Battery electrochemical simulation

Lithium-ion batteries have emerged as rechargeable energy storage devices for widespread use in a variety of industries, including portable electronics and the automotive industry. The advantages of a lithium-ion battery include high energy density, low maintenance, and improved electrochemical performance compared to other cell chemistries. Accurate physics-based computer simulation of the battery electrochemistry process can lead to better cell designs. These simulations can provide significant information about the cell's ability to sustain its capacity under different loading conditions, aging due to repetitive charge-discharge cycles, and insights into conditions that could lead to thermal runaways.

A full stack lithium-ion battery cell consists of an anode collector, porous anode, porous separator, porous cathode, and cathode collector. Figure 1 shows a typical jelly roll configuration of a cylindrical battery. The porous parts of the battery are immersed in an electrolyte bath that facilitates the movement of ions from the cathode to the anode during the charging cycle (Figure 2).

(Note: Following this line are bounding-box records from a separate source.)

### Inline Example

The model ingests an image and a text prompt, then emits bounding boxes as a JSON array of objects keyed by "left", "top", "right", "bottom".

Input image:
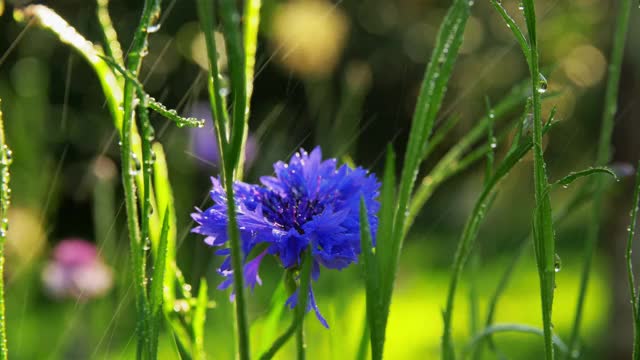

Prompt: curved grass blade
[
  {"left": 551, "top": 166, "right": 618, "bottom": 187},
  {"left": 96, "top": 0, "right": 124, "bottom": 66},
  {"left": 372, "top": 0, "right": 470, "bottom": 359},
  {"left": 462, "top": 324, "right": 568, "bottom": 359},
  {"left": 625, "top": 162, "right": 640, "bottom": 360},
  {"left": 442, "top": 116, "right": 552, "bottom": 360},
  {"left": 191, "top": 278, "right": 209, "bottom": 360}
]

Figure 1. Schematic diagram of a full stack lithium-ion battery cell.

Figure 2. Schematic diagram of the charging process in a full stack lithium-ion battery cell.

The coupled thermal-electrochemical, fully coupled thermal-electrochemical-structural, and the new fully coupled thermal-electrochemical-structural–pore pressure procedures are intended for the analysis of battery electrochemistry applications. Using an extended three-dimensional Porous Electrode Theory (PET) Newman model, the fully coupled analysis solves simultaneously for the following highly coupled fields: displacements, pore pressure, temperature, electric potentials in the solid and electrolyte phases, ion concentration in the electrolyte, and concentration in the solid particles in the electrodes. You can use nonuniform and uniform meshes. Only brick elements are supported, which prove to be sufficient for all commercial cell designs, including all cylindricals, pouches, and prismatics.

A new surface-based Butler-Volmer load and surface-based Butler-Volmer interaction are available to model solid electrodes in lithium metal batteries. This allows for better computational efficiency by eliminating the need to solve for the microscale solution in a solid electrode.